Ussindonesia.co.id , JAKARTA – Calon Deputi Gubernur Bank Indonesia (BI) Diki Kartikoyono mendorong pemerintah daerah (pemda) agar semakin melek digital, melalui platform Kapasitas dan Literasi Sinergi (KATALIS) Percepatan dan Perluasan Digitalisasi Daerah (P2DD).
Diki mengatakan, saat ini sekitar 91,8% pemerintah daerah (pemda) di Tanah Air sudah memiliki kemampuan digital. Kendati begitu, dia menilai bahwa kemampuan memahami ekosistem digital perlu terus didorong, melalui platform Katalis P2DD.
“Platform ini merupakan platform sharing knowledge. Kekuatan dari satu Pemda di-share untuk Pemda lain,” ungkap Diki dalam uji kepatutan dan kelayakan (fit and proper test) calon deputi gubernur BI di hadapan Komisi XI DPR RI, di Kompleks Parlemen, Jakarta, Senin (26/1/2026).
Adapun KATALIS P2DD juga diarahkan untuk memperkuat pengelolaan fiskal di masing-masing daerah, melalui sistem pembayaran digital yang transparan, efisien, dan akuntabel.
Menurutnya, jika pemda mampu mengembangkan sistem pembayaran yang terintegrasi, dia meyakini pendapatan asli daerah dan retribusi daerah dapat meningkat.
Kemudian dari sisi belanja, Diki mengusulkan adanya marketplace kebutuhan pemda secara nasional.
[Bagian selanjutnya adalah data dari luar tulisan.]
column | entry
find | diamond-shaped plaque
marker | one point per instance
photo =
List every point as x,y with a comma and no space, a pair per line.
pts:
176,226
Nantinya, marketplace ini akan langsung terkoneksi dengan sistem pembayaran.
: : Thomas Djiwandono Jalani Fit and Proper Test Calon Deputi Gubernur BI Hari Ini
“Tentunya outcome-nya kita bisa yakini, optimalisasi belanja dan pengelolaan keuangan daerah ini tentu akan menjadi optimal, efisiensi dan produktivitas dari setiap Pemda kita bisa ukur,” tuturnya.
Profil Diki Kartikoyono
Pria lulusan Master Bidang Project Management George Washington University ini sempat memegang jabatan sebagai pegawai setingkat Direktur Eksekutif Kantor Perwakilan Bank Indonesia London.
Jabatan itu diembannya selama kurang lebih dua tahun, mulai 2020 sampai dengan 2022. Pada saat yang sama, Diki bertugas sebagai Kepala Kantor Perwakilan Bank Indonesia London.
Setelahnya, Diki mendapat kepercayaan untuk mengisi posisi Kepala Departemen Manajemen Strategis dan Tata Kelola selama kurang lebih setahun, mulai 2022 sampai dengan 2023.
Kemudian sejak 2023, dia menjabat sebagai Kepala Departemen Kebijakan Sistem Pembayaran Bank Indonesia (BI).